Shun:そうなんですよ。でも、そのシンプルさがこの数年間はなかったんですよね。
──曲アレンジはシンプルに削ぎ落としていったんですか?
Shun:削ぎ落としたというより、こういうプレイをやりたいってことにフォーカスしていった結果、余計なことはやらなくなったのはあるかもしれない。
Kuboty:個人的に思っているのは、アレンジは展開も含めてシンプルにしていった方がいいなって。自分たちの発するメッセージを伝えていくとき、複雑なアレンジや構成が来ちゃうと、ただ邪魔になるっていう。メッセージが伝わるんなら、極端な話“演奏はコピー&ペーストの繰り返しでもいいじゃん”と思うぐらいです。もちろんやらないですけど(笑)。ギタリストとして音もフレーズもすごく細かいところまでこだわりますけど、曲を聴く人の9割はまず歌を聴くと思うんで。
Shun:そうかもね。歌と歌詞のための演奏だから。それは作曲からアレンジ、レコーディングのテイクもすべては歌のためにやってきた実感はあるかもしれない。特にBuntaとKubotyはその思いが今までで一番強いと思うし、そのパワーも強いと思うんですよね。あっ…すいません、取材中に携帯が鳴っちゃって。誰だ、SPYAIRのIKEからだ。
──いいですよ、出て!
Shun:もしもし…。あっ、届いた?
Kuboty:電話の内容は『FAT』に関して、ですね。ShunがIKEくんにアルバムを送ったから(直後、Shunがスピーカー・フォンのモードに切り替える)。
Shun:それでどうよ。聴いてくれた?
IKE:聴いたよ、スゲーよ。行き切ったよね、今回。ジャンルがそっちなんだと思うよ、気持ちを燃やせよっていう。これはさ、いいよ、いいアルバム作ったよ。
──IKE、今GiGSの取材中で、この会話も全部使うから。
IKE:エーッ、恥ずかしいって(笑)。でも今回のアルバム『FAT』は、折れそうになった心を元気に蘇らせてくれる作品。もし辛いことがあったときは、俺たぶん『FAT』を聴いちゃうんだろうなって。
Shun:IKE、100点!
IKE:ありがとう! みんなにも伝えて、ホントにいいサウンドだよ。ごめん、取材を邪魔して悪いからまた電話する。じゃあね!

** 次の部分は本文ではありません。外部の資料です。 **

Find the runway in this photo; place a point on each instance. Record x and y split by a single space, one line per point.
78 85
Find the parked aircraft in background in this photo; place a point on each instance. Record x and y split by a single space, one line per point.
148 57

Shun:みんなによろしく。じゃあね! しかしIKE、ホントにすごいタイミングで電話してくるよな(笑)。
──でも最高のタイミング。仲間のミュージシャンからも大絶賛。それが『FAT』ですよ。
Shun:俺らのメッセージが、ミュージシャン仲間に刺さるってのもすごく嬉しいことで。
Kuboty:どうですか、GiGS読者のみなさん! 力強いIKEくんの後押しもありましたから、アルバムを聴いてください。ファンのみんなからの一番のリアクションをもらえるのは、ツアーが始まる6月からだと思うんで、すごく楽しみにしてますよ。
──去年後半から気分は晴れやかになっていたようだけど、こうして作品にしたことで、これからのライブで発するものもすごく変わりそうな予感しますが?
Shun:そうですね。まずは練習をして(笑)。それと気の早い話なんですけど、次作のことも考えているんです。この『FAT』を超えなきゃいけないってことはもちろん、英詞の曲もまた書きたいし。日本語でこれだけやれるんなら、英語でもっとスゲーところまで行けるって。倍々ゲームじゃないけど、その勢いで次々に自分たちを更新していきたいんです。
Kuboty:そうだね、それは意識したいところだね。
Shun:それにね、今となっては出し切った感が0なんで。TOTALFATはもっといろんなことができる。この『FAT』は、そういう次の進化への良い1歩になったなと思う。まずは6月からのツアーです。ライブもどんどん良くなりますよ。期待していてください。